Thursday, December 15, 2011

19. “Today I Started Loving You Again”

Merle Haggard & The Strangers: The Legend of Bonnie & Clyde (Capitol, 1968); composed by Merle Haggard and Bonnie Owens

In a market where singles were everything, it is remarkable that what may be Merle Haggard’s best song was never released as one, which has allowed it to escape too many anthologies. “Today I Started Loving You Again” occasionally gets confused with George Jones’ baroque-by-comparison “He Stopped Loving Her Today” – a hit twelve years later (and which tellingly took George two sessions months apart to get in the can) – but the comparison is still illuminating. Jones describes someone who had to die to get over a broken relationship; Haggard’s ostensibly still-living first person describes getting over a broken relationship all too thoroughly such that all of the jerry-rigged sanity-saving rationales evaporate without warning and leave him with all the same feelings he thought he had talked himself out of having.
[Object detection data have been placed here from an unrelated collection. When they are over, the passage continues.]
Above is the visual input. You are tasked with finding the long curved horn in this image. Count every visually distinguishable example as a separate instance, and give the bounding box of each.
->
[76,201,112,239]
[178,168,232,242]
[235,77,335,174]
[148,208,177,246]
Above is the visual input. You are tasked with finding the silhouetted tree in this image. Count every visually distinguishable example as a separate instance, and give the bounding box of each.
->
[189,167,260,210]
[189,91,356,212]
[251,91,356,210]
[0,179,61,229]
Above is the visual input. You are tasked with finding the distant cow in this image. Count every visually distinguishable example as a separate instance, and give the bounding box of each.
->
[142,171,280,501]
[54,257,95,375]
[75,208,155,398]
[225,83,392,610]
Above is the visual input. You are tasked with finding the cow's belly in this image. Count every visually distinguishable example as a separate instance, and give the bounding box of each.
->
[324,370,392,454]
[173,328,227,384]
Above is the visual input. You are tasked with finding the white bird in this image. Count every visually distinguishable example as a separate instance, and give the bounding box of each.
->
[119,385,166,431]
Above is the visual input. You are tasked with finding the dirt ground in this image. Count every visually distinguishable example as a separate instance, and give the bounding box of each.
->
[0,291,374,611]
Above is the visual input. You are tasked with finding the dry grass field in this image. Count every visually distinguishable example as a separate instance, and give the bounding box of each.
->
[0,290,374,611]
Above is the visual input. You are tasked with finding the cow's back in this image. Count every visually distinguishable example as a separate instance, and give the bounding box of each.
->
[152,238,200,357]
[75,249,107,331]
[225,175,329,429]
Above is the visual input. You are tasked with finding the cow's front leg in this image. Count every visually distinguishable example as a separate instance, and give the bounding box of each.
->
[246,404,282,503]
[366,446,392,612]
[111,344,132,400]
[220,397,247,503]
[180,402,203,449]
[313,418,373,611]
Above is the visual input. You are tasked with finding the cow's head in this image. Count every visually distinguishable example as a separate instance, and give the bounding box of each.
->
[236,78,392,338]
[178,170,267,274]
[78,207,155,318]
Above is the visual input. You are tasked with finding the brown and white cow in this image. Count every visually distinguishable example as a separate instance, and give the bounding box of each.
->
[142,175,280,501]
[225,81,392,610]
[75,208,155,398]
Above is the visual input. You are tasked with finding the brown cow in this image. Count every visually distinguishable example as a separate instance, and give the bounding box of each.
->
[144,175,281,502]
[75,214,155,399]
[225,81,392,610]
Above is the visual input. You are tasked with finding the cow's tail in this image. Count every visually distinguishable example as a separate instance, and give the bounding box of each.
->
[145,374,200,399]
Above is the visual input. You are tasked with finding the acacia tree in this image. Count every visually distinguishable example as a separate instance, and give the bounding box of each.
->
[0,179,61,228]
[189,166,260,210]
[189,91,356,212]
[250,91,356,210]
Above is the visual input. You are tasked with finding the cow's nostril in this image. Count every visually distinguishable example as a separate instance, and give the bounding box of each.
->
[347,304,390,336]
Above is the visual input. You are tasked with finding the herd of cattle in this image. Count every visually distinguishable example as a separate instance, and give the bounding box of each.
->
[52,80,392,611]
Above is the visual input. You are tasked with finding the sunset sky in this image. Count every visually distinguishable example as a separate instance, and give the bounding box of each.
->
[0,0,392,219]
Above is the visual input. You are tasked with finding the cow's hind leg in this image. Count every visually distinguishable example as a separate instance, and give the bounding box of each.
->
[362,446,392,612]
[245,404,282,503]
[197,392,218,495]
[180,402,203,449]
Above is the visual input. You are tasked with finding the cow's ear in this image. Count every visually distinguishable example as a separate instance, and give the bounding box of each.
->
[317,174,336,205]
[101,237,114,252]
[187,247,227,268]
The backup is minimal, co-composer (and ex-wife) Bonnie Owens chimes in only on the last chorus, and Merle’s naked voice sounds ten years older than it was when he recorded it. It communicates that the truth he woke up to is one he can live with, but it also conveys the certainty that it is a truth he will now have to take to the grave.


Note: 25 secular essays (each one exactly 200 words long) about 25 songs, to appear one per day during Advent (or so) from Nov. 27 through Dec. 21.